TYPE: bool | None DEFAULT: None

external

If set to True, the connection to the online feature store is established using the same host as for the host parameter in the hopsworks.login method. If set to False, the online feature store storage connector is used which relies on the private IP. Defaults to True if connection to Hopsworks is established from external environment (e.g AWS Sagemaker or Google Colab), otherwise to False.

TYPE: bool | None DEFAULT: None

get_serving_vector #

get_serving_vector(
    entry: dict[str, Any], external: bool | None = None
) -> list

Returns assembled serving vector from online feature store.

PARAMETER DESCRIPTION
entry

Dictionary of training dataset feature group primary key names as keys and values provided by serving application.

TYPE: dict[str, Any]

external

If set to True, the connection to the online feature store is established using the same host as for the host parameter in the hopsworks.login method. If set to False, the online feature store storage connector is used which relies on the private IP. Defaults to True if connection to Hopsworks is established from external environment (e.g AWS Sagemaker or Google Colab), otherwise to False.

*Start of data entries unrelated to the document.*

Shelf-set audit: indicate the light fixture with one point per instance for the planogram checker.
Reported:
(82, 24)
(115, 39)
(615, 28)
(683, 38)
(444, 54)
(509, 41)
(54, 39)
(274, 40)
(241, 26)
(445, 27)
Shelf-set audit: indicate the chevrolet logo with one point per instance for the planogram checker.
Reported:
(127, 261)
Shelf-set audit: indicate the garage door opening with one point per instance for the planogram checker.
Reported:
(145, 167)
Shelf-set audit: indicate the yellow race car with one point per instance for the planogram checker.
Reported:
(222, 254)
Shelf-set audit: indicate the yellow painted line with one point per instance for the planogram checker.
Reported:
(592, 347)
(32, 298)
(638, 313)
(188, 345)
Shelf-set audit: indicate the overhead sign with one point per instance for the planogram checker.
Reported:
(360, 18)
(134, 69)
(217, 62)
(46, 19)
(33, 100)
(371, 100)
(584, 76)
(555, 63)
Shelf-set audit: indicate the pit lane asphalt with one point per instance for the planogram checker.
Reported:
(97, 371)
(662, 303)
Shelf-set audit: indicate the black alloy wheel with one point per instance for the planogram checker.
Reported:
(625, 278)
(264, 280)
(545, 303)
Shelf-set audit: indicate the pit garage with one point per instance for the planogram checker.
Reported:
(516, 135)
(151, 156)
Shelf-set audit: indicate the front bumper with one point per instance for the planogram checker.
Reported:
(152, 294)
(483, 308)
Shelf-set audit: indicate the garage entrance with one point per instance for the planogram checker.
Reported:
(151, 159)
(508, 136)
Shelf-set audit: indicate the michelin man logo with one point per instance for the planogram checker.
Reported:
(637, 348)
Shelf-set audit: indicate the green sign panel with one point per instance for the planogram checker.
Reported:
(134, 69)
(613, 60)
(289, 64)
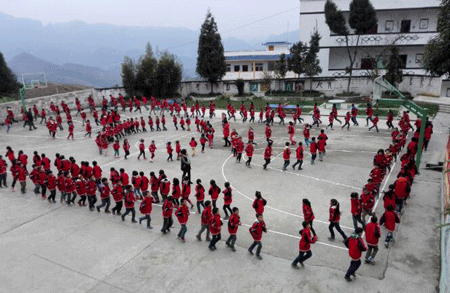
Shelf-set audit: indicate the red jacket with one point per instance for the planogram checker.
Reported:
(389, 219)
(182, 214)
(372, 234)
(306, 240)
(356, 206)
(167, 209)
(258, 205)
(355, 247)
(308, 214)
(206, 216)
(335, 217)
(216, 225)
(146, 206)
(233, 224)
(256, 230)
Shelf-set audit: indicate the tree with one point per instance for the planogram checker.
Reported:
(394, 65)
(436, 58)
(281, 69)
(240, 86)
(129, 76)
(362, 20)
(145, 72)
(312, 67)
(8, 84)
(167, 75)
(211, 59)
(296, 60)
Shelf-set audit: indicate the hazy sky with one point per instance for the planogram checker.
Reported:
(229, 14)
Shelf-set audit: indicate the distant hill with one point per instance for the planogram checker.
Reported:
(64, 74)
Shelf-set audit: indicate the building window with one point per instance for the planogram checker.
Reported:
(419, 58)
(258, 67)
(366, 63)
(405, 26)
(271, 66)
(423, 24)
(389, 25)
(404, 59)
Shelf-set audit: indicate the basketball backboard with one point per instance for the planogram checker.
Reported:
(34, 80)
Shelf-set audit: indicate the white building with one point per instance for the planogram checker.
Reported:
(410, 24)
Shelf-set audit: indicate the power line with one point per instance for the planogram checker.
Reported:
(239, 27)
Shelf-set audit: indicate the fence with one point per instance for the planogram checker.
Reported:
(445, 231)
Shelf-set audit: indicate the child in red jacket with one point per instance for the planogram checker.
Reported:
(304, 245)
(389, 219)
(256, 230)
(182, 214)
(215, 227)
(233, 224)
(146, 209)
(356, 246)
(373, 233)
(205, 222)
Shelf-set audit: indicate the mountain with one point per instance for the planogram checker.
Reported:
(68, 73)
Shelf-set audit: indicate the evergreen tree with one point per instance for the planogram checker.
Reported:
(129, 76)
(145, 72)
(312, 67)
(394, 65)
(167, 75)
(8, 80)
(281, 69)
(362, 20)
(297, 59)
(211, 59)
(437, 52)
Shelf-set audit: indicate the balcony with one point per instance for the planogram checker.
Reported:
(374, 40)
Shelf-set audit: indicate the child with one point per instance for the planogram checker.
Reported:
(259, 203)
(146, 209)
(200, 195)
(141, 149)
(116, 147)
(335, 216)
(193, 145)
(214, 192)
(152, 149)
(169, 151)
(233, 224)
(215, 228)
(182, 214)
(299, 156)
(178, 149)
(256, 231)
(356, 210)
(304, 245)
(356, 246)
(228, 199)
(389, 219)
(205, 221)
(203, 142)
(167, 210)
(313, 150)
(372, 235)
(129, 205)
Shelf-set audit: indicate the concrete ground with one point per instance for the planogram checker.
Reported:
(57, 248)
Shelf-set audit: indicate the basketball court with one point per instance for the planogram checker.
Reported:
(72, 248)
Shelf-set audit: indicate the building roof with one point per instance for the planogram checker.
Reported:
(253, 57)
(276, 43)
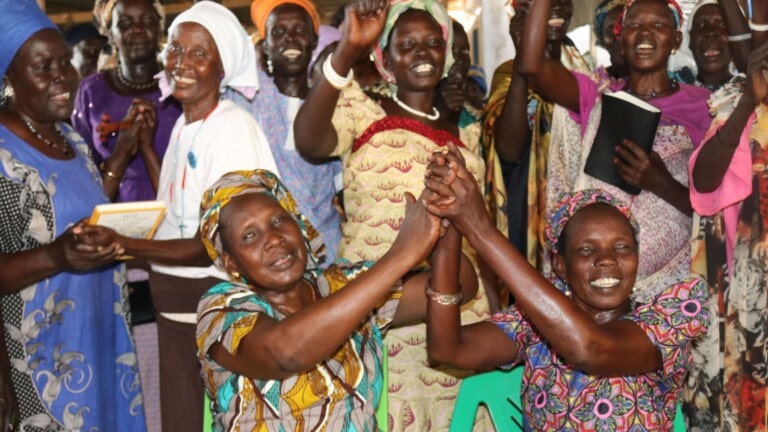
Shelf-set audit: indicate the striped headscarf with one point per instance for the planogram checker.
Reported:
(102, 13)
(260, 10)
(397, 8)
(571, 202)
(237, 183)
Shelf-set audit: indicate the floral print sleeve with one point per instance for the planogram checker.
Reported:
(354, 112)
(672, 319)
(226, 314)
(515, 324)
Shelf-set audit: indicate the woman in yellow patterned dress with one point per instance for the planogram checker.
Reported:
(384, 147)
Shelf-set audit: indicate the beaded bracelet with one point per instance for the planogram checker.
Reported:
(442, 298)
(739, 38)
(334, 79)
(758, 27)
(108, 173)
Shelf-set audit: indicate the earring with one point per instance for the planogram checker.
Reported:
(8, 91)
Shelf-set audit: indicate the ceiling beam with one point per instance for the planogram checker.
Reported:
(65, 19)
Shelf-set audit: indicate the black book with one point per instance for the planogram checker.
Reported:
(623, 117)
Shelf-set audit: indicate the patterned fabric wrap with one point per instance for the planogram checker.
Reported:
(102, 13)
(238, 183)
(557, 396)
(397, 8)
(27, 19)
(602, 9)
(340, 393)
(260, 10)
(570, 203)
(677, 12)
(68, 337)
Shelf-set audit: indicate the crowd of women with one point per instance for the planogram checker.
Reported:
(342, 199)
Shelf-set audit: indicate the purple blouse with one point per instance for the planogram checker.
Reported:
(94, 98)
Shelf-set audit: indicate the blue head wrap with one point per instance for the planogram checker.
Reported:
(25, 19)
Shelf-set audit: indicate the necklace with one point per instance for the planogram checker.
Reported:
(128, 84)
(306, 283)
(434, 116)
(64, 146)
(673, 85)
(191, 161)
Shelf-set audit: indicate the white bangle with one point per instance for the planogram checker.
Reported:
(442, 298)
(757, 27)
(334, 79)
(739, 38)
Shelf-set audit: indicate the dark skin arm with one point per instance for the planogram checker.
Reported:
(318, 330)
(617, 347)
(80, 248)
(549, 77)
(313, 131)
(715, 157)
(737, 25)
(186, 252)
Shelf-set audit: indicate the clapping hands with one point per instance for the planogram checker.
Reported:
(85, 247)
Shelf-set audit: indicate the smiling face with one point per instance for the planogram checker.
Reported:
(43, 77)
(599, 259)
(262, 242)
(192, 64)
(709, 43)
(135, 30)
(416, 51)
(290, 40)
(649, 35)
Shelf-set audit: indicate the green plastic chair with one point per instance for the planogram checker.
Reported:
(499, 391)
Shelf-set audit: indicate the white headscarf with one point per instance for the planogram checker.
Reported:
(237, 53)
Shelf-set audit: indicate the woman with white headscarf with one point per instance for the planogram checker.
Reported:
(207, 51)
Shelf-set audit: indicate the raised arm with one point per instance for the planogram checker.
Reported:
(279, 349)
(313, 131)
(715, 157)
(549, 77)
(618, 347)
(478, 346)
(737, 29)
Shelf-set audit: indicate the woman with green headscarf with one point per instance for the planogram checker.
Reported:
(285, 345)
(384, 147)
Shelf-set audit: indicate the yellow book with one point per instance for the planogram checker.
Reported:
(138, 219)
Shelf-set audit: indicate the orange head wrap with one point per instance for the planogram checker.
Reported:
(260, 10)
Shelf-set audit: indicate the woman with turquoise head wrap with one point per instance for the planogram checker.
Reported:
(64, 307)
(287, 345)
(384, 146)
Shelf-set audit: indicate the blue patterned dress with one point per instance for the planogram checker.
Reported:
(73, 360)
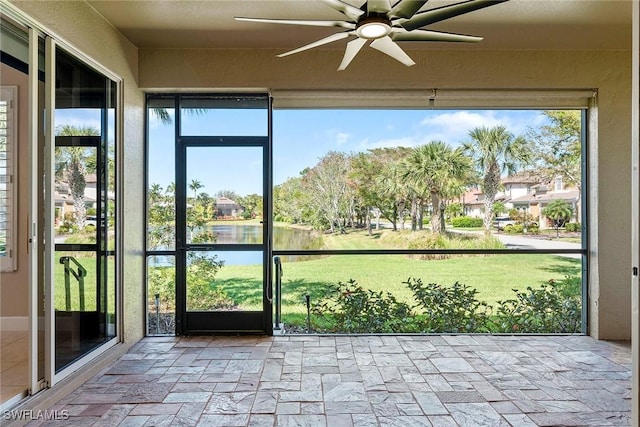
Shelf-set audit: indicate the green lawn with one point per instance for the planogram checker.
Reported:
(494, 276)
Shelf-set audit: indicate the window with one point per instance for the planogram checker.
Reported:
(8, 201)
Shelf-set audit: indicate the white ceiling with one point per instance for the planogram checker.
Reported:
(516, 24)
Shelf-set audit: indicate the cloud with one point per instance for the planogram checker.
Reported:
(407, 141)
(453, 127)
(342, 138)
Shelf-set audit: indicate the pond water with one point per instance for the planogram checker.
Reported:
(283, 238)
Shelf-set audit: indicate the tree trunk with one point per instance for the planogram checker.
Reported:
(436, 225)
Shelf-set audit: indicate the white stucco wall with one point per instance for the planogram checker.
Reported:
(79, 25)
(607, 71)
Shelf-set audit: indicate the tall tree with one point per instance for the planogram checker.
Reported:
(328, 189)
(437, 170)
(194, 186)
(72, 166)
(494, 151)
(559, 148)
(378, 187)
(558, 211)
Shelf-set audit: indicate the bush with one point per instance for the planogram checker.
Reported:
(514, 229)
(572, 226)
(348, 308)
(555, 307)
(448, 308)
(466, 222)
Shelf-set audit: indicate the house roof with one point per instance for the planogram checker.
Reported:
(225, 201)
(525, 177)
(569, 196)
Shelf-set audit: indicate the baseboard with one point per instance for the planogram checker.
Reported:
(14, 323)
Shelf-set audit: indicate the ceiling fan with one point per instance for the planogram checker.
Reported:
(383, 24)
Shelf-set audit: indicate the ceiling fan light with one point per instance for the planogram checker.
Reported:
(373, 30)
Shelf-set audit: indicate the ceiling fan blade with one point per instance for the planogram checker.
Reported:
(432, 36)
(378, 6)
(311, 22)
(331, 38)
(351, 12)
(446, 12)
(388, 46)
(353, 47)
(406, 8)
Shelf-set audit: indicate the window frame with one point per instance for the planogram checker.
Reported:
(8, 263)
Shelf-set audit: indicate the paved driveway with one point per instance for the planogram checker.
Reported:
(523, 242)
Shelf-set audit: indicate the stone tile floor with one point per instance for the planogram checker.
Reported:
(464, 380)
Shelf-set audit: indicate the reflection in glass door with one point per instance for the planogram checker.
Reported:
(84, 215)
(220, 222)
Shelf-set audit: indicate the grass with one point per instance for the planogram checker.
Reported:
(89, 264)
(494, 276)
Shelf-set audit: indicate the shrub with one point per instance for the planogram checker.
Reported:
(572, 226)
(429, 241)
(348, 308)
(555, 307)
(448, 308)
(466, 222)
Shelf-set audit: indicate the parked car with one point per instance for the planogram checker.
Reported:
(502, 221)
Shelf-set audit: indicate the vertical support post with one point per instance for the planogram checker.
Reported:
(277, 292)
(308, 300)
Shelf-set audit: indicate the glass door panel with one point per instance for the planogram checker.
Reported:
(224, 196)
(84, 215)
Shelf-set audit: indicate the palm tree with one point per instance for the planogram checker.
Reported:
(72, 165)
(495, 150)
(437, 170)
(558, 211)
(195, 186)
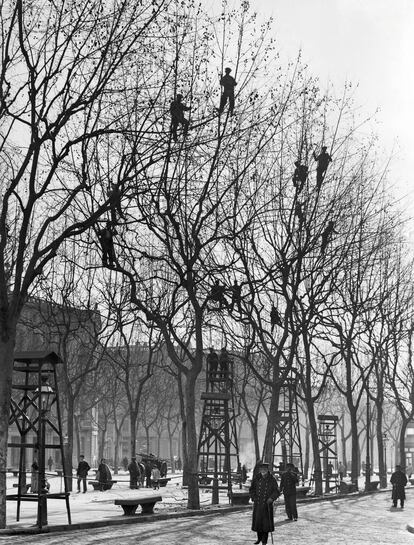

TYPE: bool | None DEFAULT: None

RETURNS DESCRIPTION
list

List of feature values related to provided primary keys, ordered according to positions of this features in training dataset query.

get_serving_vectors #

get_serving_vectors(
    entry: dict[str, list[Any]],
    external: bool | None = None,
) -> list[list]

Returns assembled serving vectors in batches from online feature store.

PARAMETER DESCRIPTION
entry

Dict of feature group primary key names as keys and value as list of primary keys provided by serving application.

TYPE: dict[str, list[Any]]

external

If set to True, the connection to the online feature store is established using the same host as for the host parameter in the hopsworks.login method. If set to False, the online feature store storage connector is used which relies on the private IP. Defaults to True if connection to Hopsworks is established from external environment (e.g AWS Sagemaker or Google Colab), otherwise to False.

TYPE: bool | None DEFAULT: None

RETURNS DESCRIPTION
list[list]

List of lists of feature values related to provided primary keys, ordered according to positions of this features in training dataset query.